Jan Zabisnki diventa direttore dello zoo di Varsavia nel 1929. Insieme a sua moglie Antonina popola il giardino zoologico, nato da una mostra itinerante ottocentesca di animali, delle specie più belle e più esotiche. Nel ’39, però, l’invasione della Polonia da parte della Germania nazista, e il bombardamento che la precede, distruggono lo zoo e uccidono molti animali. Un accordo con il capo zoologo del Reich, Lutz Heck, permette loro di restare e riprendere il lavoro, ma i coniugi Żabiński faranno molto di più: riempiranno la loro cantina e le gabbie rimaste vuote con tutte le persone che riusciranno a far fuoriuscire in segreto dal ghetto di Varsavia. Rischiando la propria vita e quella di loro figlio, Antonina e Jan metteranno in salvo più di duecento ebrei, amici e sconosciuti, distinguendosi per straordinario coraggio e umanità.
L’impianto del film è classico, narrativo, e poggia saldamente sugli elementi di pathos e di thrilling che sono interni al racconto storico: su tutti il fatto che il trasporto degli esseri umani dentro e fuori lo zoo avvenisse in un luogo presidiato quasi continuamente dai nazisti, sotto il loro naso, con un tasso di rischio da togliere il fiato.
La sceneggiatura romanza alcuni aspetti, per rendere più ricco e complesso il ruolo di Jessica Chastain. Antonina ci viene mostrata mentre “parla” con gli elefanti, mentre avvicina con pazienza una ragazzina violata come farebbe con un animale ferito e impaurito, e mentre tiene le redini di un “gioco” ad alta tensione con l’ufficiale tedesco, attratto da lei, per portarlo dalla propria parte senza cedere sul fronte della dignità personale. E la performance della Chastain, improntata a far trasparire un’eccezionale forza interiore sotto un abito modesto e quasi ingenuo, è effettivamente convincente, ma è anche la parte più convenzionale del tutto.
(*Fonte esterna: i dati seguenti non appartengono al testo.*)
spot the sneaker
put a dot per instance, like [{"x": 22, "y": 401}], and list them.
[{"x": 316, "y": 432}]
È piuttosto nel racconto dell’istituzione del ghetto, delle condizioni di vita e morte al suo interno, o in quello degli “ospiti” degli Żabiński, che risalgono in superficie la notte per un respiro di normalità, che il film offre il suo contributo più particolare e straziante, senza bisogno di alcun intervento di riscrittura rispetto alla realtà dei fatti.
L’immagine, infine, degli animali spauriti che invadono la città dopo la distruzione dello zoo, vale mille discorsi su cosa vogliano dire i termini “umanità” e “bestialità” e quali terribili ribaltamenti di prospettiva alcuni periodi storici siano stati in grado di inscenare in questo senso.